Maria Burks, a manager for the National Park Service, graduated from the University of Pennsylvania with a degree in Anthropology. She has worked for the National Park Service since 1973. She joined the Service at Independence National Historical Park in Philadelphia, where she served as a park ranger, giving tours and managing special events during the Bicentennial.
After a transfer to Golden Gate National Recreation Area in San Francisco in 1983, Ms. Burks served as the Bay District Ranger, managing such diverse resources as a regional visitor center and Alcatraz Island, home of the famous penitentiary.
In 1989 she was named Superintendent of Fredericksburg and Spotsylvania National Military Park, a Civil War park, in Fredericksburg, Virginia. Subsequently, Ms. Burks served for two years as Special Assistant to the Director in Washington, working on a number of internal reform and reorganization projects.
In 1995 she became Superintendent of Cape Cod National Seashore in Massachusetts, overseeing over 43,000 acres of ocean and bay beaches, historic lighthouses, salt marshes, kettle ponds and remnants of centuries of human habitation.

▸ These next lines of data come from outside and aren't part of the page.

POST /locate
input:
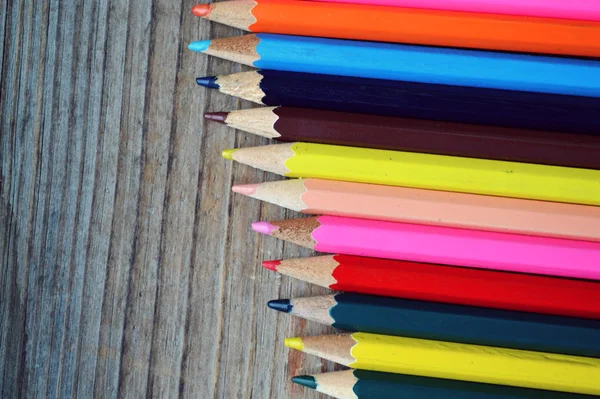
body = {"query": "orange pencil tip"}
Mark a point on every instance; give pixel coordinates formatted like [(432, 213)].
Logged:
[(201, 10), (271, 264)]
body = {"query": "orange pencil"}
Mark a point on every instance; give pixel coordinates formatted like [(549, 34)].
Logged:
[(409, 25)]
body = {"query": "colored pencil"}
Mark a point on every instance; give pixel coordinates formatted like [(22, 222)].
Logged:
[(359, 130), (585, 10), (446, 284), (437, 172), (461, 104), (456, 361), (363, 384), (375, 60), (437, 208), (445, 245), (408, 25), (446, 322)]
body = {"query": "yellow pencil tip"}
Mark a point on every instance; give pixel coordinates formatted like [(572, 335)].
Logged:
[(228, 154), (294, 343)]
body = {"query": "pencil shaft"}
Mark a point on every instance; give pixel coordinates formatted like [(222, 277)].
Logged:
[(476, 363), (412, 25), (412, 63), (454, 323), (362, 384), (432, 137), (577, 9), (438, 208), (436, 172), (460, 104), (432, 244)]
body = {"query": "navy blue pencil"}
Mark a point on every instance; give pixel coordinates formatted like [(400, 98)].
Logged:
[(478, 106), (447, 322)]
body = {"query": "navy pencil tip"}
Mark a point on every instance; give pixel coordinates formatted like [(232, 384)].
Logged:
[(281, 305), (208, 81), (306, 381)]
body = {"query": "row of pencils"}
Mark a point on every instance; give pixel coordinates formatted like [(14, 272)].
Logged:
[(449, 154)]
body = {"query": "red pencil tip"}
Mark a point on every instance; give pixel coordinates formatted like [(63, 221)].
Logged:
[(271, 264), (201, 10)]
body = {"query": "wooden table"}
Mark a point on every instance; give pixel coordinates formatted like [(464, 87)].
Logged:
[(128, 268)]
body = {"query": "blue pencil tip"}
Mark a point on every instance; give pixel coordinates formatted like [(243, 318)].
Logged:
[(199, 46), (208, 81), (281, 305), (306, 381)]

Each of Ms. Burks’ assignments has had varied responsibilities. These have included developing and presenting many types of public programming, directing protection programs for threatened endangered species, and designing multi-year communications and marketing strategies. She has traveled to Russia several times to work with Russian conservationists on joint efforts in Russian and U.S. National Parks.
In June of 2004 she became the Acting Commissioner of the National Parks of New York Harbor, and in July of 2005 was officially designated to this position as a Senior Executive Service member. In this role she coordinates the work of five national park superintendents who oversee 10 national parks across a broad range of funding and programmatic endeavors to maximize efficiencies and generate additional support. The 10 parks include Statue of Liberty National Monument and Ellis Island, African Burial Ground National Monument, Castle Clinton National Monument, Federal Hall National Memorial, Gateway National Recreation Area, General Grant National Memorial (Grant's Tomb), Governors Island National Monument, Hamilton Grange National Memorial, Saint Paul's Church National Historic Site and Theodore Roosevelt Birthplace National Historic Site, all on or near New York Harbor.